Snohomish County has been looking to build a public gun and archery range for decades and is in the process of securing a new piece of land along Sultan Basin Road. Is this a good idea in this location?
Low: Yes. The Sky Valley Sportsman’s Park on the Sultan Basin Road is good for recreation and the environment. By having this park in this area, we can reduce the impacts to the local forests currently caused by not having a reasonable place for sportsmen to go. This range is an important component to the tourism landscape of the Sky Valley area.
Kelly: This is a very controversial issue and I have heard from both sides. The county needs to have a legal location for gun and archery practice.

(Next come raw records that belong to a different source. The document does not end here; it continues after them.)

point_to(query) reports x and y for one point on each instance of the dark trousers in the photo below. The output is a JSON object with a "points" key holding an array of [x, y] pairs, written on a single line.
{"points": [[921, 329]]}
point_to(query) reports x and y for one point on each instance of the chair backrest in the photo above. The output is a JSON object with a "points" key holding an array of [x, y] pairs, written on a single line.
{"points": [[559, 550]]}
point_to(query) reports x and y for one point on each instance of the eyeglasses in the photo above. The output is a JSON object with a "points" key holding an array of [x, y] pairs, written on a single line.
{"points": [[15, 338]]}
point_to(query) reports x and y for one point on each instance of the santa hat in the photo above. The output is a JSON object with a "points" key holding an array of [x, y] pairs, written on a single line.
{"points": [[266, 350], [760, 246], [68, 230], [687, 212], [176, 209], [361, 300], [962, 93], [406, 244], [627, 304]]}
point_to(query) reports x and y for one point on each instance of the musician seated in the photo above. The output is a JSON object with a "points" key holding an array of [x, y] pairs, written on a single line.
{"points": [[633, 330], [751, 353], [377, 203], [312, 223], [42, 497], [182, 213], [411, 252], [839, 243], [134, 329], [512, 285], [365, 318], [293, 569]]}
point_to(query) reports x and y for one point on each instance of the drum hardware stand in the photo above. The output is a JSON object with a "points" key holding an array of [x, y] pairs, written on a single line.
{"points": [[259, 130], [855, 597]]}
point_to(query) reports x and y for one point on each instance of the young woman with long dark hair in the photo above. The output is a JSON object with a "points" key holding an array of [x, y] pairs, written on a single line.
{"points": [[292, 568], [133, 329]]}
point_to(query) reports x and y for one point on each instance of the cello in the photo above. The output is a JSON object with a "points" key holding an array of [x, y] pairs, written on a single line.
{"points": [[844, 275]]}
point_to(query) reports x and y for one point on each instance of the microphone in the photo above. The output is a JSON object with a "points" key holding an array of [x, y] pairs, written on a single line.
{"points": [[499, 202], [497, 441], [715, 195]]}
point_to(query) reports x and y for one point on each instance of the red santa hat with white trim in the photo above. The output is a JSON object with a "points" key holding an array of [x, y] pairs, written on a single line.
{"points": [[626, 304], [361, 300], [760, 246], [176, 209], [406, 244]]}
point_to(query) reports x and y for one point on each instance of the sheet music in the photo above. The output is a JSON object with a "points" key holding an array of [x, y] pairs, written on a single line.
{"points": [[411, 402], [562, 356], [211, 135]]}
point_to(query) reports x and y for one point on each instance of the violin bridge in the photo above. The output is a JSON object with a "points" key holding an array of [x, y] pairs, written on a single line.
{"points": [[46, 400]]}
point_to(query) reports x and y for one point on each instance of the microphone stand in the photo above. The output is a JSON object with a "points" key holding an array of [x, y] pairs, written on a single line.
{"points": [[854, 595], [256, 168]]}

However, I am not sure the Sultan Basin Road is the best location. I need to research the proposal and investigate whether the proposed mitigations will adequately address the noise, traffic, and lighting impacts from the facility.
Is the local community hurt or helped by the delay of the Singletary timber harvest near Wallace Falls State Park? (A judge voided the sale of trust land in August after three environmental groups sued, including the Pilchuck Audubon Society, where Kelly is executive director.)

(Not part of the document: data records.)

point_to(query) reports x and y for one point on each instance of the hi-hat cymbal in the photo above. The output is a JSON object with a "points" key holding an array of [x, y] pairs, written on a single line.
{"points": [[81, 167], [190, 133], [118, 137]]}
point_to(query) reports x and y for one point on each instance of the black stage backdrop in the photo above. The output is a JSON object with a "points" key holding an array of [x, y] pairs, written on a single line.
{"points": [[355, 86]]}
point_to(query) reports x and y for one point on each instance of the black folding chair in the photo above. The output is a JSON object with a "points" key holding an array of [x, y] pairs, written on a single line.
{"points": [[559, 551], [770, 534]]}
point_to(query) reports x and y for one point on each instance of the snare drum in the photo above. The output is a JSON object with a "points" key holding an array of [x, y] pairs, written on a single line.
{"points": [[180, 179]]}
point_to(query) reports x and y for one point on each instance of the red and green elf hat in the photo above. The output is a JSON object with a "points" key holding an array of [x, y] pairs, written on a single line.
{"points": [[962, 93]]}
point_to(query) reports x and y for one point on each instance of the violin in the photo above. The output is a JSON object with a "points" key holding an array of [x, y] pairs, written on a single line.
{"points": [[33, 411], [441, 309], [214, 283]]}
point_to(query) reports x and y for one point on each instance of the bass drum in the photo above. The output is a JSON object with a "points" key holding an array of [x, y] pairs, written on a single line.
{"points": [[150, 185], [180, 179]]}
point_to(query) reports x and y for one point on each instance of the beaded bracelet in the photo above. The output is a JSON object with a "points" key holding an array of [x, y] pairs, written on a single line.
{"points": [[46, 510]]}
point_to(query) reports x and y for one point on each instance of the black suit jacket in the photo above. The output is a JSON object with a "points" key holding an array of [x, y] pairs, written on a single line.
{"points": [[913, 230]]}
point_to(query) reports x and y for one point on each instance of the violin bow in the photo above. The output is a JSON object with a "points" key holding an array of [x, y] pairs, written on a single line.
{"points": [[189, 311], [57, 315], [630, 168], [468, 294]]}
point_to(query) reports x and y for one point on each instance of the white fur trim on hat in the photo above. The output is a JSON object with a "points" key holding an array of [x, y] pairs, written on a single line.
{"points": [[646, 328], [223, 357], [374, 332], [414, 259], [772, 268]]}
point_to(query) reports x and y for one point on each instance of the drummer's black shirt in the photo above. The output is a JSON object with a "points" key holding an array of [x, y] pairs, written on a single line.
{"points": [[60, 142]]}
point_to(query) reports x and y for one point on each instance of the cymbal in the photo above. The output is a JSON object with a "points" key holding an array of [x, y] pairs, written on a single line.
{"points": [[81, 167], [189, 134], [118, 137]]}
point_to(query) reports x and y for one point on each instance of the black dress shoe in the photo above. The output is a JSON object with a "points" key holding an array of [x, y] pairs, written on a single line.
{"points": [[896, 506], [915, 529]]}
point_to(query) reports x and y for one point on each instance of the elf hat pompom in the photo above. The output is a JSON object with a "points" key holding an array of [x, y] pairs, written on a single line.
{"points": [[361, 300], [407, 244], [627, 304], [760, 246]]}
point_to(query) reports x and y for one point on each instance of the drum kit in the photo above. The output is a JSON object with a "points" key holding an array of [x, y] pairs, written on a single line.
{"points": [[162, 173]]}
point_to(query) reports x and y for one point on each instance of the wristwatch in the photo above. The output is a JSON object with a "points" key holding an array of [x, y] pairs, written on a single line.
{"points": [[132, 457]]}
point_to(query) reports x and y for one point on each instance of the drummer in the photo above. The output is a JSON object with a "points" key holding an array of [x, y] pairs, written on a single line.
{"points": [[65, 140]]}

Low: Snohomish County residents are hurt by both the delay and the deception by some of the stakeholders that came to the table earlier this year. We had a deal that helped schools, libraries, hospitals and fire districts. Special interest groups behind the lawsuit agreed to the deal and went back on their word. This land was set aside for DNR to manage specially for the purpose of providing funding for county roads, schools, libraries, hospitals and fire districts. Continued delays hurt these districts and our economy.
Kelly: Snohomish County residents are not hurt by the delay and are, in fact, helped by the delay. The delay is because the Washington State Department of Natural Resources needs to re-do their SEPA assessment. The delay can be used to bring all sides to the table to work out a solution. It is vital that we do not destroy the beauty that is the foundation for a very lucrative tourism industry in Sky Valley, and ensure that any logging will generate revenue for the junior taxing districts. This could be a win-win for all sides.
What’s at stake?
A four-year term representing Snohomish County Council District 5, which covers Lake Stevens, Snohomish, Monroe, Sultan, Gold Bar and Index, as well as unincorporated areas such as Clearview, Machias and Maltby. The salary for a County Council member will rise to $120,472 in 2018.
Residence: Lake Stevens
Experience: Snohomish County Council (November 2016 to present); Lake Stevens City Council (2014 to 2016); former owner of Already Painting, which he closed after winning last year’s election; former pastor and elementary school teacher.
Residence: Snohomish (unincorporated)
Experience: executive director of the Pilchuck Audubon Society; former area director of Futurewise; former co-owner of a grocery in the Lake Stevens area; twice elected to the Snohomish County Charter Review Commission.